A Distribution Statistics object is a sampled map of the distribution of data in a table. Such statistics help the Query Optimizer of SQL Server’s Database Engine to translate the ‘logical’ SQL Query into the best strategy for doing all the physical operations of joining, sorting, and selecting the data. Most of the time, this work happens effectively without the database administrator having to be aware of what is going on, but occasionally, if the statistics no longer reflect what is actually in the table, then queries can suddenly run grindingly slow. At this point, the DBA must intervene to correct the problem.
Holger divides his work into two parts. In the first part, he explains what ‘statistics’ are, why they are there, how they are created, updated and removed. He shows how to inspect them and to maintain them. In the second part, he lists all the problems that are related to these statistics objects, and how to solve them.

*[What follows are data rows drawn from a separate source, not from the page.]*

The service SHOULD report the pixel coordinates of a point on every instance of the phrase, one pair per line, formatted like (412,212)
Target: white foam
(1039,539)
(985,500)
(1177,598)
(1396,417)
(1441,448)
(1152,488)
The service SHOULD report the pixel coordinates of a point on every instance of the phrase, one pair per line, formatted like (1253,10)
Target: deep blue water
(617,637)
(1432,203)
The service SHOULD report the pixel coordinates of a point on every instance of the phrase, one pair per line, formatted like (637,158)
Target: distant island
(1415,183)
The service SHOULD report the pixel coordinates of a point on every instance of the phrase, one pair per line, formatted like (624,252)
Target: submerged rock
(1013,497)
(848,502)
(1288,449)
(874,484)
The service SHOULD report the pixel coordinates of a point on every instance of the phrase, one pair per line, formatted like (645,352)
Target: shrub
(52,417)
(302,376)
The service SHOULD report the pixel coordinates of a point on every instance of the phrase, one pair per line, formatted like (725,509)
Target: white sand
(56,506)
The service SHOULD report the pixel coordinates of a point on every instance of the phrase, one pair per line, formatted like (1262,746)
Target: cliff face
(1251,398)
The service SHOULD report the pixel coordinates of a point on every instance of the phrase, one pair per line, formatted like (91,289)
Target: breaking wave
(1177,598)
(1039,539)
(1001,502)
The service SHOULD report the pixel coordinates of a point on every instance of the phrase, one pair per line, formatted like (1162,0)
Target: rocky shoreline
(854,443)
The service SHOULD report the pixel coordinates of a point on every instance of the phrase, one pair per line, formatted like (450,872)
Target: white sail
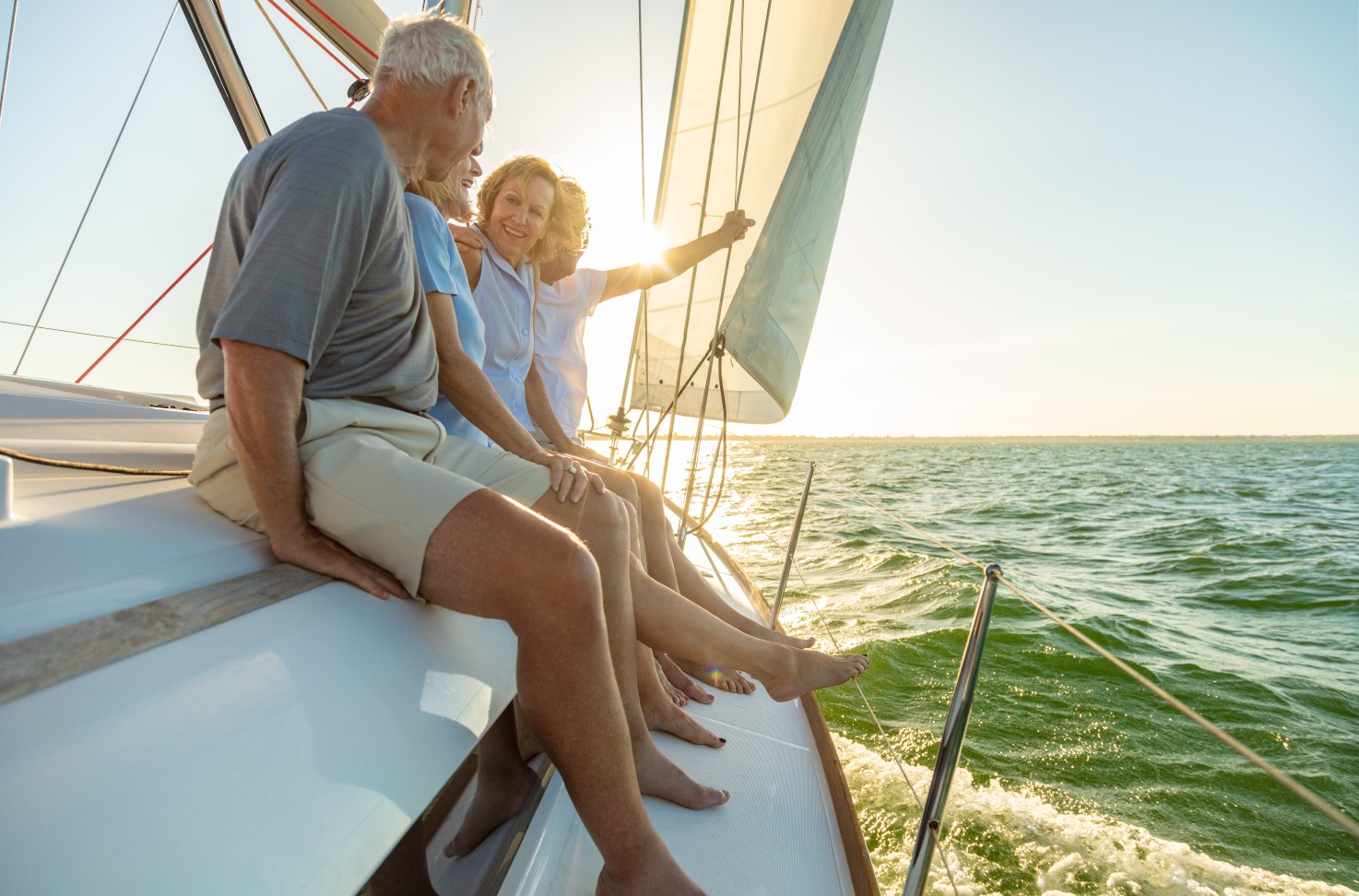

DBAs and Database developers need a reasonable understanding of distribution statistics so as to be prepared for those occasions when things go wrong. SQL Server Distribution Statistics are used by the Query Optimizer to translate what the user has declared to be his wishes for a result, the SQL, into a ‘physical’ strategy that is quick and economical for the database. The relative performance of the various ‘Physical’ strategies for executing the query will vary according to the quantity and distribution of the data within the tables. The Query optimizer uses the statistics to work out the relative merits of the possible strategies. When the statistics are outdated, or missing then queries will miss out on the best strategy for execution and can, at the worst, will get assigned a disastrously poor strategy.
Reading Holger’s booklet is a great way of brushing up on the subject of Statistics and query-optimization. It is reasonably short, and geared to the practitioner rather than the theoretician. It is careful to stick with the things you need to know, and resists the temptation to launch into discourses on the esoteric science of query optimization. For this we are all grateful.